Thursday, February 16, 2012

What's Dish Yer Sauce?

The title is a joke-y way to refer to Worcestershire sauce. However, it isn't nice to tease a sauce that has had such a long career. It is a fermented fish sauce, the "fish" are anchovies which would have been a deal breaker if I'd know it before I ever tasted it..

But a fermented fish sauce was popular in Greco-Roman times which were not yesterday afternoon. The Brits brought it back to England when they had to abandon India. Back in Worcester, an English woman bewailed the loss of this sauce, but! She had a recipe which she turned over to a pair of enterprising chemists there. John Lea and William Perrins made her a barrel of it, tasted it and said, "Bleh!" (or words to that effect in those times.) So they stored the keg down in the basement and forgot about it for a couple of years. When they did come across it, they tasted the sauce again. "Ah, hah!" Now they had something.

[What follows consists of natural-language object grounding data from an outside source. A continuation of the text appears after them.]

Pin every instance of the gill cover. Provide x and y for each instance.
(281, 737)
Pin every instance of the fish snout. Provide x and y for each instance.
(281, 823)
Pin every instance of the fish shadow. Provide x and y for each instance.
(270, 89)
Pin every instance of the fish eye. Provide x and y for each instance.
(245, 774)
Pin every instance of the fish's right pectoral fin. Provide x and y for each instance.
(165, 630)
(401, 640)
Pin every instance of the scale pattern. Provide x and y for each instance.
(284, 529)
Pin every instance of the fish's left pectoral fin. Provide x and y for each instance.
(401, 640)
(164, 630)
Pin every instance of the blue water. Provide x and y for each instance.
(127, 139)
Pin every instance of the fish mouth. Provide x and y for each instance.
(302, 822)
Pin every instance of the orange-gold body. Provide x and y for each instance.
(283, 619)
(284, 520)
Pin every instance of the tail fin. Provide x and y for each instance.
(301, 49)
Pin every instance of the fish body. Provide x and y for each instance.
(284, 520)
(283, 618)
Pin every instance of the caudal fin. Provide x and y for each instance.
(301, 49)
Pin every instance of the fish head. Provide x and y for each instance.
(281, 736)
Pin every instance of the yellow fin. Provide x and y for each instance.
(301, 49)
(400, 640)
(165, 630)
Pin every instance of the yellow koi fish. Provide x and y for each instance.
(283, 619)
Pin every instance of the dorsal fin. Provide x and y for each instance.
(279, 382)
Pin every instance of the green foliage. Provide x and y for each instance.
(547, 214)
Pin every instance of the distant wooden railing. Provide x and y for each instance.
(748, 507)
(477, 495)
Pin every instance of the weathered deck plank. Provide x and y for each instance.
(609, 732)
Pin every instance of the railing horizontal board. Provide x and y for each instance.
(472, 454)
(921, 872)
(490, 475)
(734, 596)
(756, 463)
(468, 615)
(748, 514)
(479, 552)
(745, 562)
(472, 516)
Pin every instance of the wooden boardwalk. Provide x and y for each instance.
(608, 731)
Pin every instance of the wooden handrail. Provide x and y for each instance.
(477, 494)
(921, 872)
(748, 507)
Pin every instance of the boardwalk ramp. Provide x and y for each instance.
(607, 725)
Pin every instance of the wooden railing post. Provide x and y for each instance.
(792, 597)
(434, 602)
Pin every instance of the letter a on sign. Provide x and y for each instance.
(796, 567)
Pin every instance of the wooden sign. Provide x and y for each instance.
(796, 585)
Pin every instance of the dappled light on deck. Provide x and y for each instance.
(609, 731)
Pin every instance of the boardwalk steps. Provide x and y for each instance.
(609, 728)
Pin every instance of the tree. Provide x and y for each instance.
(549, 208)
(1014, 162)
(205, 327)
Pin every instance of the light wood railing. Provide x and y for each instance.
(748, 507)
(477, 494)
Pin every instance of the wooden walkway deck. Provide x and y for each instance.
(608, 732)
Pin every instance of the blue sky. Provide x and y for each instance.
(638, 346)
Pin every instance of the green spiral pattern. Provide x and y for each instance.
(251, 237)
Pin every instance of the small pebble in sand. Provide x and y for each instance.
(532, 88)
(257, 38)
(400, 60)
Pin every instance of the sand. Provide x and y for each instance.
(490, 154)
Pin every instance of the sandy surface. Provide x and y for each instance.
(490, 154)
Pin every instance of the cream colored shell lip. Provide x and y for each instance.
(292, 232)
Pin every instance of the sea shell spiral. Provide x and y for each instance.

The Lea & Perrins brand flourished from then on. In 2005 Heinz bought it, but still makes and labels it like the originals. Other vendors sell various brands of it, too - in Australia, Brazil, the US, China, Japan, Thailand and Indonesia. Orthodox Jews are banned from using it on meat; they aren't allowed to have fish with meat.

The rest of us use it in Caesar salad dressing; Micheladas, the Mexican beer cocktail and our own Bloody Marys.

And because I remembered to buy a bottle of it the other day, I can now make barbecued shrimp. The shrimp never go near a grill; it's the sauce that makes it barbecue flavored. Pascal's Manon, New Orleans, where we first ate it, has made their version the gold standard for this dish.

Here's my version of it, but I don't know how many shrimp you're going to use, so adjust the ingredients accordingly.

BBQ SHRIMP
1 stick of butter melted. Add in:
1 T Worcestershire sauce
dash of lemon juice
pepper to taste
dash of Tabasco or other hot sauce
2 cloves garlic, minced
Heat gently and pour over steamed shrimp with or without their shells.